In the largest study to have assessed the relationship between MPA and depression to date, in which over 3,900 women were treated with DMPA for up to 7 years, the incidence of depression was infrequent at 1.5% and the discontinuation rate due to depression was 0.5%.[80][38][82] This study did not include baseline data on depression,[82] and due to the incidence of depression in the study, the FDA required package labeling for DMPA stating that women with depression should be observed carefully and that DMPA should be discontinued if depression recurs.[80] A subsequent study of 495 women treated with DMPA over the course of 1 year found that the mean depression score slightly decreased in the whole group of continuing users from 7.4 to 6.7 (by 9.5%) and decreased in the quintile of that group with the highest depression scores at baseline from 15.4 to 9.5 (by 38%).[82] Based on the results of this study and others, a consensus began emerging that DMPA does not in fact increase the risk of depression nor worsen the severity of pre-existing depression.[76][82][38]

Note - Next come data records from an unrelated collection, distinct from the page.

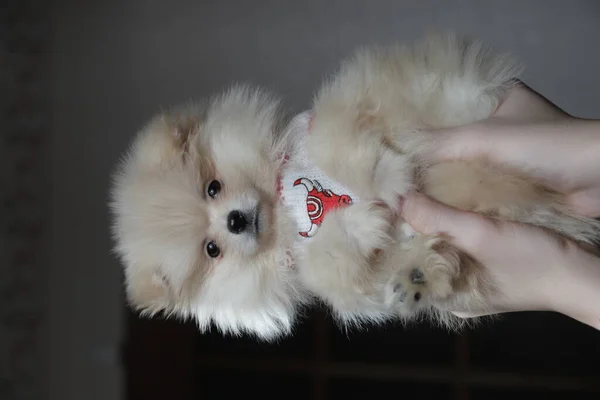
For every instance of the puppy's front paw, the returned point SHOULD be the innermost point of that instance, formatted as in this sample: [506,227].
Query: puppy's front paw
[407,292]
[428,280]
[369,225]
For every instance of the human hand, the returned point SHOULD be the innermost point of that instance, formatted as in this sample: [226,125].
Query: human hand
[530,269]
[532,135]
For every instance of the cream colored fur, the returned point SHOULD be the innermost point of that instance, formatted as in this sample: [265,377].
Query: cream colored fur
[366,134]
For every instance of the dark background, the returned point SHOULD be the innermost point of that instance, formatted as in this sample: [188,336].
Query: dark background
[79,78]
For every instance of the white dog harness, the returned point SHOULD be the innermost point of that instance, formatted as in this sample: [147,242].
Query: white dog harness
[304,188]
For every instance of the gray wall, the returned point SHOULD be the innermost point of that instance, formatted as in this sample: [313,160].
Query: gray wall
[116,62]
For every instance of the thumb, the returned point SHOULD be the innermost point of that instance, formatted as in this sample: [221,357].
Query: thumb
[430,217]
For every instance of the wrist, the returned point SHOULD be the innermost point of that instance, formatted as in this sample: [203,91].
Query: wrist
[577,293]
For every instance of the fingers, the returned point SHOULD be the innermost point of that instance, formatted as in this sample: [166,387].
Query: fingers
[430,217]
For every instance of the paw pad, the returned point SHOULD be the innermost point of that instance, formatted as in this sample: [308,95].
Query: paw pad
[417,277]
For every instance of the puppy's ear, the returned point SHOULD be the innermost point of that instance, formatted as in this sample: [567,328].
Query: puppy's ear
[148,291]
[184,124]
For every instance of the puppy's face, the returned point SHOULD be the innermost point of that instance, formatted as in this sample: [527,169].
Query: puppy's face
[195,216]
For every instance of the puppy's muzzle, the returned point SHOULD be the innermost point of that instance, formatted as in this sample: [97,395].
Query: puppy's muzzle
[237,222]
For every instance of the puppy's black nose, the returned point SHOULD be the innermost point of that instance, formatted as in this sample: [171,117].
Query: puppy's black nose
[236,222]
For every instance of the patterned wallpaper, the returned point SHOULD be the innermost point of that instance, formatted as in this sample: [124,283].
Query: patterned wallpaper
[24,35]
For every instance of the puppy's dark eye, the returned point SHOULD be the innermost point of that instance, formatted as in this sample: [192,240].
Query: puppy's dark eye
[212,250]
[213,189]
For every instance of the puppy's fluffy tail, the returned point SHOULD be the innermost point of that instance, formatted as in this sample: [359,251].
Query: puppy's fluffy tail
[464,79]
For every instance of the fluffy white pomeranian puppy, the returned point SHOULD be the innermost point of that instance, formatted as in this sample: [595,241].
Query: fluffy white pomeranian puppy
[233,214]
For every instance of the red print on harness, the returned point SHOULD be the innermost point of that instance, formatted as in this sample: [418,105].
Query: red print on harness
[319,201]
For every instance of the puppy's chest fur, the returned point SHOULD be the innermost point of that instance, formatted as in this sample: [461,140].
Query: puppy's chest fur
[306,191]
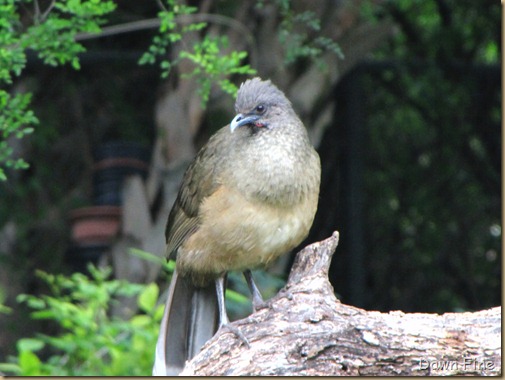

Similarly to the case of DMPA for hormonal contraception, the Heart and Estrogen/Progestin Replacement Study (HERS), a study of 2,763 postmenopausal women treated with 0.625 mg/day oral CEEs plus 2.5 mg/day oral MPA or placebo for 36 months as a method of menopausal hormone therapy, found no change in depressive symptoms.[83][84][85] However, some small studies have reported that progestins like MPA might counteract beneficial effects of estrogens against depression.[78][4][86]

Long-term effectsedit

The Women's Health Initiative investigated the use of a combination of oral CEEs and MPA compared to placebo. The study was prematurely terminated when previously unexpected risks were discovered, specifically the finding that though the all-cause mortality was not affected by the hormone therapy, the benefits of menopausal hormone therapy (reduced risk of hip fracture, colorectal and endometrial cancer and all other causes of death) were offset by increased risk of coronary heart disease, breast cancer, strokes and pulmonary embolism.[87]

When combined with CEEs, MPA has been associated with an increased risk of breast cancer, dementia, and thrombus in the eye. In combination with estrogens in general, MPA may increase the risk of cardiovascular disease, with a stronger association when used by postmenopausal women also taking CEEs. It was because of these unexpected interactions that the Women's Health Initiative study was ended early due to the extra risks of menopausal hormone therapy,[88] resulting in a dramatic decrease in both new and renewal prescriptions for hormone therapy.[89]

Long-term studies of users of DMPA have found slight or no increased overall risk of breast cancer. However, the study population did show a slightly increased risk of breast cancer in recent users (DMPA use in the last four years) under age 35, similar to that seen with the use of combined oral contraceptive pills.[73]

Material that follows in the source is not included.